Computer Vision is a field of Artificial Intelligence that enables computers to represent the visual world. Deep Learning has revolutionized this field thanks to neural networks that can learn from data how to make accurate predictions. Recent progress promises to make cars safer, increase freedom to move through automated vehicles, and eventually provide robotic assistance for those with disabilities and for our rapidly aging global population.
However, there is a catch. Beyond privacy and other ethical issues to carefully consider when designing machine learning systems, all state-of-the-art models in computer vision rely on millions of labels (or more!) to reach the high level of accuracy required for safety-critical applications in the real world. Manual labeling is expensive and time-consuming, taking hours and costing tens of dollars per image.
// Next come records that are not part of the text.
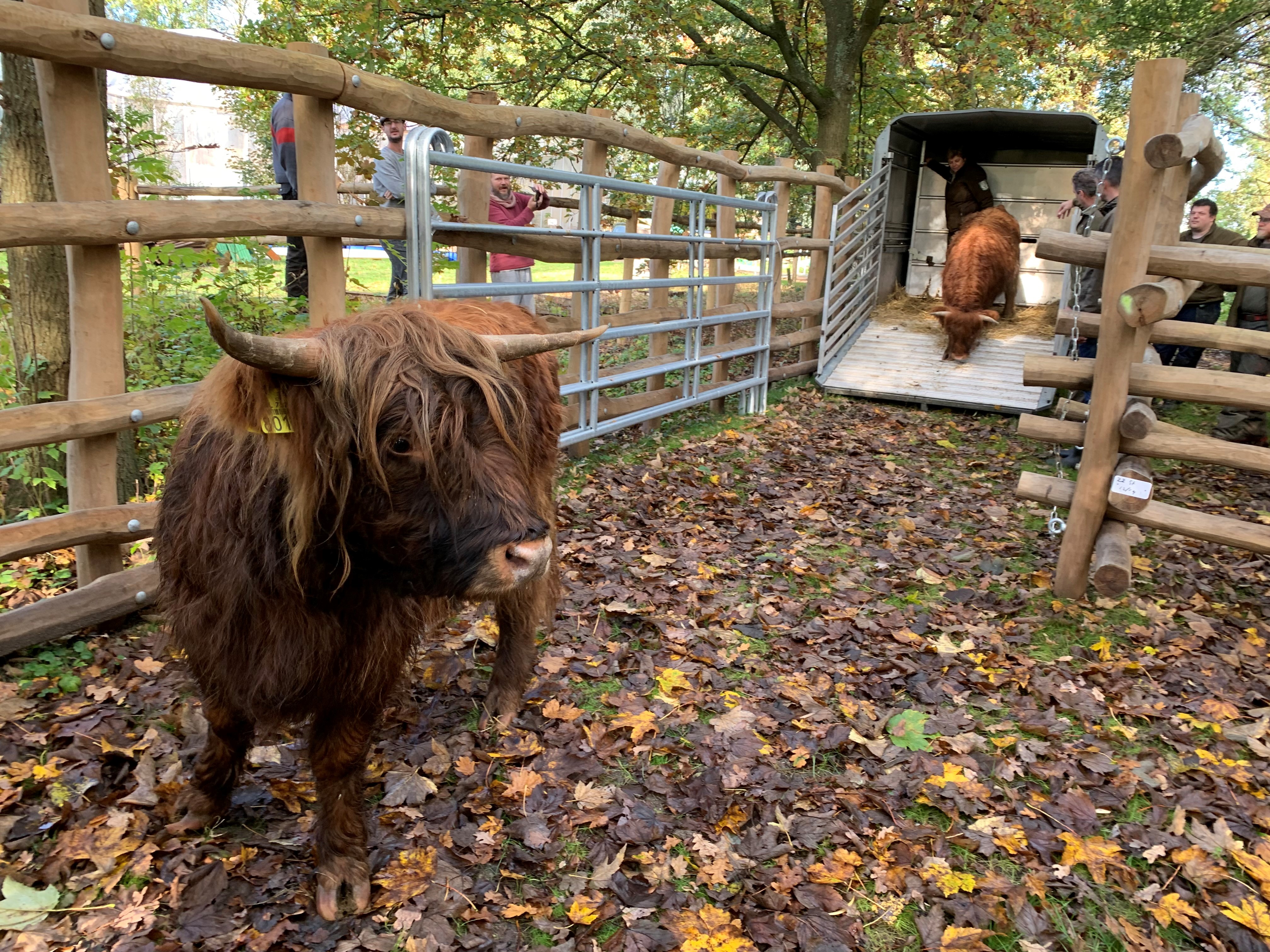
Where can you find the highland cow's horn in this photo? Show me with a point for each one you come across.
(293, 357)
(513, 347)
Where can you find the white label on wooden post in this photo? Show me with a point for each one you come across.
(1130, 487)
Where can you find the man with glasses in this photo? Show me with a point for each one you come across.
(1249, 313)
(1206, 305)
(389, 181)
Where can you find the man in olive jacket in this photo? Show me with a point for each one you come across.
(967, 191)
(1206, 305)
(1249, 311)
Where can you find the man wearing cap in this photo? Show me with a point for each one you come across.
(389, 181)
(283, 125)
(1249, 313)
(967, 191)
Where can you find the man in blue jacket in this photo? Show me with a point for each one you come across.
(283, 122)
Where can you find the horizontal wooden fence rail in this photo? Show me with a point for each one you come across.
(77, 419)
(110, 597)
(107, 524)
(1051, 490)
(143, 51)
(1221, 388)
(123, 221)
(1163, 445)
(1187, 333)
(1215, 263)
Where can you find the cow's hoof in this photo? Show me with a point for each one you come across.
(343, 873)
(503, 722)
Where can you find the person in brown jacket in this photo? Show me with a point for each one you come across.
(967, 191)
(1249, 313)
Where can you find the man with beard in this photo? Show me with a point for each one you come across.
(1249, 311)
(389, 181)
(967, 191)
(507, 207)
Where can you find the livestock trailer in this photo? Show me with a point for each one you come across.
(890, 236)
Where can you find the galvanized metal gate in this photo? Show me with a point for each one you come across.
(428, 148)
(853, 275)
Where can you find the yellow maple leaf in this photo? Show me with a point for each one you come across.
(953, 774)
(1174, 909)
(1095, 852)
(962, 938)
(954, 881)
(407, 876)
(1251, 913)
(585, 910)
(641, 724)
(733, 819)
(561, 712)
(521, 782)
(708, 930)
(671, 680)
(838, 869)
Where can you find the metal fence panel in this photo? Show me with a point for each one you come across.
(430, 148)
(853, 272)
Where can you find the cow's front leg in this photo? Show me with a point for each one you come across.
(338, 744)
(518, 614)
(208, 799)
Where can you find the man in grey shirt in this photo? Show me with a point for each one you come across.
(389, 181)
(1249, 311)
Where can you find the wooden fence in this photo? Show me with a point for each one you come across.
(1170, 155)
(69, 45)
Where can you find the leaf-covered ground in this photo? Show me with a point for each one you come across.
(808, 690)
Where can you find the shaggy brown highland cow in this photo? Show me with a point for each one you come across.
(301, 568)
(982, 263)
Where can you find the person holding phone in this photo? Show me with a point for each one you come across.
(507, 207)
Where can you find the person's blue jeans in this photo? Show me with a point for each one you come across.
(1179, 356)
And, sometimes, it is impossible altogether.
This is the case for monocular depth estimation, where the goal is to help the computer understand the depth of images and predict how far scene elements are for each pixel of a single image.
Although many sensor rigs can measure depth, whether directly (e.g., LiDAR) or indirectly (e.g., stereo systems), single cameras are cheap and ubiquitous. They are in your mobile phone, vehicle dash cameras, internet videos, and so forth. Therefore, being able to generate useful depth information from videos is not only an interesting scientific challenge, but is also of high practical value. We also know that humans can do a pretty good job at it without explicitly measuring everything. We rely instead on strong inductive priors and our ability to — consciously or not — reason about 3D relations. Try closing one eye and reaching for something. You shouldn’t have a problem judging the depth.
This is exactly the approach we are following at TRI. Instead of training deep neural networks by telling them the precise answer (a.k.a. supervised learning), we are trying instead to rely on self-supervised learning by using projective geometry as a teacher! This training paradigm unlocks the use of arbitrarily large amounts of unlabeled videos to continuously improve our models as they get exposed to more data.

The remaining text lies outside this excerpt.